I'm talking commercial sheep here; things are different in pedigree breeder circles and I haven't any firsthand experience of that.

But with commercial sheep, people tend to buy sheep from producers they know to produce good breeding stock.  So unless you have a reputation for selling breeding stock, I would take care with assuming that because you see shearling gimmers selling for £130, say, then your shearling gimmers will sell for anything like that.

Around here, 'breeding' sheep from unknown producers are likely to fetch only fat price.  Not because they're headed straight for the other ring, but because the buyer isn't risking much as s/he can always recoup the initial outlay should the sheep prove to be not good breeders.

It's not about the face fitting, it's about the proven genetics and stockmanship.

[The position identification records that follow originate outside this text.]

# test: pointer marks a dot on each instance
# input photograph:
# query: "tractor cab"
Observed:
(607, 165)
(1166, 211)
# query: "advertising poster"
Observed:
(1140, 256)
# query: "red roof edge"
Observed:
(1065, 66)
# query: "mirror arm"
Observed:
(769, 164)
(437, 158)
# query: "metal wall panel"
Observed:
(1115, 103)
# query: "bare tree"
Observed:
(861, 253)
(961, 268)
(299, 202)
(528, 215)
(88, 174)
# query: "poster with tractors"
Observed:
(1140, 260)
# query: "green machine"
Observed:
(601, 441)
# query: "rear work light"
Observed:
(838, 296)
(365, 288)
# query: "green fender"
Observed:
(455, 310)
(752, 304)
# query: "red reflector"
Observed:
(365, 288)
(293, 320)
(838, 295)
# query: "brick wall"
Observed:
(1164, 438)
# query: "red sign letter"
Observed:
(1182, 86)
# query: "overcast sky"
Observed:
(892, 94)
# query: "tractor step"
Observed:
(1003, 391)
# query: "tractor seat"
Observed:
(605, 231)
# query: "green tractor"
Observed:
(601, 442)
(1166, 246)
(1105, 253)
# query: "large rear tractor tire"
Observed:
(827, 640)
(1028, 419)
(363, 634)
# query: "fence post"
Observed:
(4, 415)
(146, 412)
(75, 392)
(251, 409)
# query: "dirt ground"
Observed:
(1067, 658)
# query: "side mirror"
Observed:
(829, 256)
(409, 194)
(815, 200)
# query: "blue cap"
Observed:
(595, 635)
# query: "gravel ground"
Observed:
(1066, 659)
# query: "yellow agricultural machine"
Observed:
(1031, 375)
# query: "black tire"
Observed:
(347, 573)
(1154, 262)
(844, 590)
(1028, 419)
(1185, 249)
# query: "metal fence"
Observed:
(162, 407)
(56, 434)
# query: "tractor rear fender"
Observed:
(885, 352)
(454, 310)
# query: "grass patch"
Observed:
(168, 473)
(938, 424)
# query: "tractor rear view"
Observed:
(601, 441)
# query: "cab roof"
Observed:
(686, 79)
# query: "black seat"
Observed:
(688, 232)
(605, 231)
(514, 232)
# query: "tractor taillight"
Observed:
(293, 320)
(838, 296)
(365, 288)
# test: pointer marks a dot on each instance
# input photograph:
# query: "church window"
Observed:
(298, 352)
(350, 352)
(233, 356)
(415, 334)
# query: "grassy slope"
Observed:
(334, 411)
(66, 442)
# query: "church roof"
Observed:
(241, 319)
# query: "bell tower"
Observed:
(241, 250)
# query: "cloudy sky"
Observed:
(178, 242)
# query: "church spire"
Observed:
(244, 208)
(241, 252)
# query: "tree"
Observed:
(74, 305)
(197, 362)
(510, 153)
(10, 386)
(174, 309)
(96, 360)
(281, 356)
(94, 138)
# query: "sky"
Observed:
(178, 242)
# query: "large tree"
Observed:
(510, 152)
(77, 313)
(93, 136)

BH's store cattle sell for top prices at the mart he always sells at - the buyers have had them before, know they go on and grow and finish well, and the other buyers see buyers they respect paying top dollar for BH's stock, so they too know they'll be good beasts.

But when we submitted some of our similarly bred good bulling heifers in the breeding ring at the same mart, they fetched less than their less good sisters had the week before in the store ring.  We haven't a reputation for producing breeding stock, see, so they're an unknown quantity - more risk, less price.  (We took the better two home and bred from them ourselves.  Very glad we kept the one - she's turned out a corker   ;D )

So just proceed with a little caution on the 'buy as ewe lambs, sell as gimmers' game; you might find it takes a few seasons to build up a reputation.


Perhaps it's a location thing, but down here I've never witnessed it making much difference at all.